An Inconvenient War

J.F. Cronin

Publisher: iUniverse Pages: 325 Price: (paperback) $19.95 ISBN: 9781491736395 Reviewed: January, 2015 Author Website: Visit »

Retired Major General J.F. Cronin has written an inconvenient book about an inconvenient war: fiction that rings disturbingly true.

The novel ostensibly focuses on Marine General Jake Gregg and his air-mobile/amphibious 15th Marine Expeditionary Unit assault on Kandahar to rescue a botched Army ranger airdrop. It also tells a fictional inside story of maneuverings at top levels of the Department of Defense to create a rationale to invade Iraq while delegating Afghanistan, where the 9/11 attack originated, to an inopportune side-show.

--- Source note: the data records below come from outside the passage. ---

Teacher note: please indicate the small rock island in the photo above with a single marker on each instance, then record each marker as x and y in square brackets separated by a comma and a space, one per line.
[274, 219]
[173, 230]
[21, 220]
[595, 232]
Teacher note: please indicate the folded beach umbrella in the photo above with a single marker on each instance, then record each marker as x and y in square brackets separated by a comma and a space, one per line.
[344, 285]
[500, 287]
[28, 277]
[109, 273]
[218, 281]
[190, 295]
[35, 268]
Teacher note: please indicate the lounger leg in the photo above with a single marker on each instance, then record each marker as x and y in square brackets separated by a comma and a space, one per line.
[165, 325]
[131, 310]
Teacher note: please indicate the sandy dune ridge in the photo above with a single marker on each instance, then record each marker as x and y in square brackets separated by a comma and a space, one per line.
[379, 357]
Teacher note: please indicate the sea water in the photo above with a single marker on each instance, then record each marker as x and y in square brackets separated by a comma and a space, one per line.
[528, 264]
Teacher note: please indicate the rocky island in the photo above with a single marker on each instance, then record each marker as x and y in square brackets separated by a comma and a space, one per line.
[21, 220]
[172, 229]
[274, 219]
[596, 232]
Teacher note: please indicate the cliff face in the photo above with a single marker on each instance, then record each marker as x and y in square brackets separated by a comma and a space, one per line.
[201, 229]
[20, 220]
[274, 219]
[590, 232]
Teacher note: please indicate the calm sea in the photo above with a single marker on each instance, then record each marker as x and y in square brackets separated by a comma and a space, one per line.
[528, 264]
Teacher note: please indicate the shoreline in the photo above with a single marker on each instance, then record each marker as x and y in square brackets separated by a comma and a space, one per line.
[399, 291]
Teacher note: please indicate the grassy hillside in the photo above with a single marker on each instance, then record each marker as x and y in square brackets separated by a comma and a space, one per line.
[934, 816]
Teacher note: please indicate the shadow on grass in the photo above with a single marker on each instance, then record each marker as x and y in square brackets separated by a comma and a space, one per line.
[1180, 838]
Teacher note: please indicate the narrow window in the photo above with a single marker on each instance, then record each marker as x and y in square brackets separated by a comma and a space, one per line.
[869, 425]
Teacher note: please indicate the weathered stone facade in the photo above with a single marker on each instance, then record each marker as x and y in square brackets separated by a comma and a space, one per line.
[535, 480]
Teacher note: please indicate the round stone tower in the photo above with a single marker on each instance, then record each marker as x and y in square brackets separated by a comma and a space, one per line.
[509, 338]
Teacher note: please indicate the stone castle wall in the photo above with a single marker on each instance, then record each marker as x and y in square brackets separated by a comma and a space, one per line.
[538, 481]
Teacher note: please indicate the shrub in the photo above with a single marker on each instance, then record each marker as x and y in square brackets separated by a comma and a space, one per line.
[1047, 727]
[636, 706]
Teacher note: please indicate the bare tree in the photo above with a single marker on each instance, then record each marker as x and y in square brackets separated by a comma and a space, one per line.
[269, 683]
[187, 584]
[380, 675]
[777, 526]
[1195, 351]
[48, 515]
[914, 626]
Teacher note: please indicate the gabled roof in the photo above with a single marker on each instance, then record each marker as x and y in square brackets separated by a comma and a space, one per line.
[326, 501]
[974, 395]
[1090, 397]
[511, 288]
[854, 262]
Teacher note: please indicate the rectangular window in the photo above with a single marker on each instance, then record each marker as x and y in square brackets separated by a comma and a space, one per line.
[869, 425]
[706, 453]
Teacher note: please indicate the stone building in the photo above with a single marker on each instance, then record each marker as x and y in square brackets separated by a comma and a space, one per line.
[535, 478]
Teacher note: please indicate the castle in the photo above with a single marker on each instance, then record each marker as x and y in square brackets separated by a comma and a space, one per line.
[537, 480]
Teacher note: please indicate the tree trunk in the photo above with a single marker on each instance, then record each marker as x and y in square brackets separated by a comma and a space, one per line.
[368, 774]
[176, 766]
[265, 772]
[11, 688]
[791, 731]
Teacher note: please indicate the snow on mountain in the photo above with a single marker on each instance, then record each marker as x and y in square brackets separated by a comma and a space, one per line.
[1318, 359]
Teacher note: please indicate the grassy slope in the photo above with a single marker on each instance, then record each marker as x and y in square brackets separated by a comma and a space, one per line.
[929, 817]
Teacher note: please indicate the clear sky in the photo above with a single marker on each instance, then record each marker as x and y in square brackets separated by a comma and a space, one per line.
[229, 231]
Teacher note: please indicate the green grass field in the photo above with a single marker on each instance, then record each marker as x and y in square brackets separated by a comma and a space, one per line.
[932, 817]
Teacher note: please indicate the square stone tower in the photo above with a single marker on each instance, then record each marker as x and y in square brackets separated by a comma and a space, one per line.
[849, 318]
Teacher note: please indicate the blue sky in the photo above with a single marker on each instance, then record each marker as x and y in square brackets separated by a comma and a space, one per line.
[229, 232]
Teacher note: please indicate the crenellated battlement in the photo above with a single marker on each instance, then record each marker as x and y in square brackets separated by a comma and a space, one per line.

Like his former novel on the Afghan war, Duty, Honor, Money, this one pulls no punches. Cronin chillingly exposes (fictional) neocon politicians deliberately using misinformation from cable networks — “arguments supported by the skewed data put forth by like-minded people” — to make Americans willing to fight “a war that doesn’t need to be fought” and in the process, making huge personal profits by issuing no-bid contracts to privatize as much as possible and hide the true cost from the public.

Nor does Cronin spare the generals who are more interested in their careers and inter-service rivalries than the lives of American soldiers. In a cornerstone event of the story, driven by media obsession more than military necessity into a fictionalized version of a real battle in the Shahi Valley, they leave good soldiers dying in the service of money and air time.

The author sometimes takes a heavy hand in delivering background information, which can make for stilted reading. For example, here’s one character talking about the ocean-bound 15th Marine Expeditionary Unit: “Each flotilla is going in circles, and they aren’t talking to one another. CENTCOM supposedly has control of them. They have control of the MEU, but the carrier battle group is a national asset and can’t be used without White House approval…”

Nonetheless, the author’s tell-it-like-it-is style makes this a page-turner — one that will have readers wondering just how much of this look-back to the events of 2001 is fiction.

Also available in hardcover and ebook.